Duy Sang Nguyen and Ha Hoang Quoc Thi
World Jour. of Phys., 2 (1):161-172
Duy Sang Nguyen : School of Education, Can Tho University, Can Tho City 94000, Vietnam
Ha Hoang Quoc Thi : School of Education, Can Tho University, Can Tho City 94000, Vietnam
DOI: https://doi.org/10.56439/WJP/2024.1115
Article History: Received on: 17-Jan-24, Accepted on: 05-Apr-24, Published on: 30-Apr-24
Corresponding Author: Duy Sang Nguyen
Email: ndsang@ctu.edu.vn
Citation: Duy Sang Nguyen (2024). Prediction of crystal size and microstrain using artificial neural network from Gaussian peak shape analysis of X-ray diffraction data. World Jour. of Phys., 2 (1 ):161-172
X-ray
diffraction (XRD) is a widely used technique in materials science to determine
crystal structure, crystal size and peak shape of crystalline materials.
However, the interpretation of XRD data is often challenging due to the
complexity of the diffraction patterns and the presence of noise. In this
study, we demonstrate the application of artificial neural networks (ANNs) to
predict crystal size and peak shape from XRD data using the Gaussian function.
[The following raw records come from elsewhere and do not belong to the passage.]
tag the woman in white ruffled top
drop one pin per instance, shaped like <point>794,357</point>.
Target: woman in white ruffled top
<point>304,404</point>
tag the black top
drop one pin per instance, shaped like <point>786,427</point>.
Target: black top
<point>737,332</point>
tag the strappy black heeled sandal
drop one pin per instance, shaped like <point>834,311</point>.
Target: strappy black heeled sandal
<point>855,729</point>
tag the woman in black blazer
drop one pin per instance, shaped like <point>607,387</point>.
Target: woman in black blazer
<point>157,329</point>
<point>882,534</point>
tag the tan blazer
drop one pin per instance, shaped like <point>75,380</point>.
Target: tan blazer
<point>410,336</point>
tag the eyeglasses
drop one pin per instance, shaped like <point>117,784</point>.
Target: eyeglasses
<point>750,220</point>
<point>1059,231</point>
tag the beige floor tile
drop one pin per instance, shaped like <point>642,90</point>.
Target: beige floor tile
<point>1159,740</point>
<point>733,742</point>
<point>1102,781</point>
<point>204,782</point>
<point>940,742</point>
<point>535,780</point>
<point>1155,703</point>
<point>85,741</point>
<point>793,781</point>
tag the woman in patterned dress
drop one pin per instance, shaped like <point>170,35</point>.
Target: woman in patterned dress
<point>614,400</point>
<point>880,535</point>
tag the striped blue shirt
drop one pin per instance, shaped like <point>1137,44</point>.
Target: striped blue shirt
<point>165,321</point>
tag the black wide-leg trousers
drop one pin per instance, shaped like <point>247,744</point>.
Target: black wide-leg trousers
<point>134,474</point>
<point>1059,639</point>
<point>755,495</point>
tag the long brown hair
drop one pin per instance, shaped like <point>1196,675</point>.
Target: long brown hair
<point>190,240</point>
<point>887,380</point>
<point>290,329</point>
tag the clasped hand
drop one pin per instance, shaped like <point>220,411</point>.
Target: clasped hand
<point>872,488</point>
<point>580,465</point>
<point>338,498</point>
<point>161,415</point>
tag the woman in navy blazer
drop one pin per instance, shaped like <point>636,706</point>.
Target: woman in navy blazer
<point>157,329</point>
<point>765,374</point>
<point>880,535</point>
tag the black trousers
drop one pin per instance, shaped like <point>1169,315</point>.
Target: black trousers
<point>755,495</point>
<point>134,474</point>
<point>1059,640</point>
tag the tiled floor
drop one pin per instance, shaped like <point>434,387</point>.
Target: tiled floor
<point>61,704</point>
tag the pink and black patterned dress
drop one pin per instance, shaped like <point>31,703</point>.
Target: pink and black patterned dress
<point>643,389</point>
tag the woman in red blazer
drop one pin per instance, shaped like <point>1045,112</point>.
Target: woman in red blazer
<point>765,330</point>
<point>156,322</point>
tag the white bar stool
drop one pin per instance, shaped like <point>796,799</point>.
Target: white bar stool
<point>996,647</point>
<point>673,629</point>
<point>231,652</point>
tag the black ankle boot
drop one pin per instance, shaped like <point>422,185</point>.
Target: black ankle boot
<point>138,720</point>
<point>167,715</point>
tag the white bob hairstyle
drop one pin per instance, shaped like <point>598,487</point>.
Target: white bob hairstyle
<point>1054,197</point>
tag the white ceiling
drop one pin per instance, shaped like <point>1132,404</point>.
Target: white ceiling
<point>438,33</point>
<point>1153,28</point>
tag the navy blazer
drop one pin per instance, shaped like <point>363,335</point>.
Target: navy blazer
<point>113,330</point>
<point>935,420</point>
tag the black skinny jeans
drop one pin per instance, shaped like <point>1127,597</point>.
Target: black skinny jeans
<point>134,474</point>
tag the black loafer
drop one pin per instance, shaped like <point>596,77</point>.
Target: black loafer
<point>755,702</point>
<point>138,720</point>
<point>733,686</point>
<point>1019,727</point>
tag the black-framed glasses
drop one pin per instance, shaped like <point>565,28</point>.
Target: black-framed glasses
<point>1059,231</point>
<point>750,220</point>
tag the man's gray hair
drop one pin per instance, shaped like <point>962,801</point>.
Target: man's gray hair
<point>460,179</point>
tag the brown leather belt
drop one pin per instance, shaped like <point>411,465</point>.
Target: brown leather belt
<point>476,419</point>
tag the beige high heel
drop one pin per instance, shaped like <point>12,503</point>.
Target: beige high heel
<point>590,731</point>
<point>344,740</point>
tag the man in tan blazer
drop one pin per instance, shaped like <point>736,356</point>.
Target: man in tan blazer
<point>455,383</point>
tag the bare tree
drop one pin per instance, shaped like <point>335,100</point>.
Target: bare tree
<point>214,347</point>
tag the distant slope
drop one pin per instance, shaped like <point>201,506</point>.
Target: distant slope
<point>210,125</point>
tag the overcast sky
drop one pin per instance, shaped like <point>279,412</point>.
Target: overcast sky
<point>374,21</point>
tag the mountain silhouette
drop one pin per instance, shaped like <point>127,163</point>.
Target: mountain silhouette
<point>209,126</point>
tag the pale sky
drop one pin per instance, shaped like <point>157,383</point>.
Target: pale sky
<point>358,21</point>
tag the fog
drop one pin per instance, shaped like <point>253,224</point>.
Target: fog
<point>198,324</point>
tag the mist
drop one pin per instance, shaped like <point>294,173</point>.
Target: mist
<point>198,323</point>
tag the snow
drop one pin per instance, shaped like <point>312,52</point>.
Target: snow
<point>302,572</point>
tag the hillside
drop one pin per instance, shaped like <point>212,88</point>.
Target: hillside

ANNs are a powerful machine learning tool that can learn complex relationships
between input and output variables. Our results suggest that ANNs can be a
valuable tool for the interpretation of XRD data, especially when the
diffraction patterns are complex or noisy. The average value of the crystal
size is estimated and evaluated by the figure of merit parameter. This approach
has potential applications in materials science, where accurate
characterization of crystal structure and size is essential for understanding
material properties and designing new materials.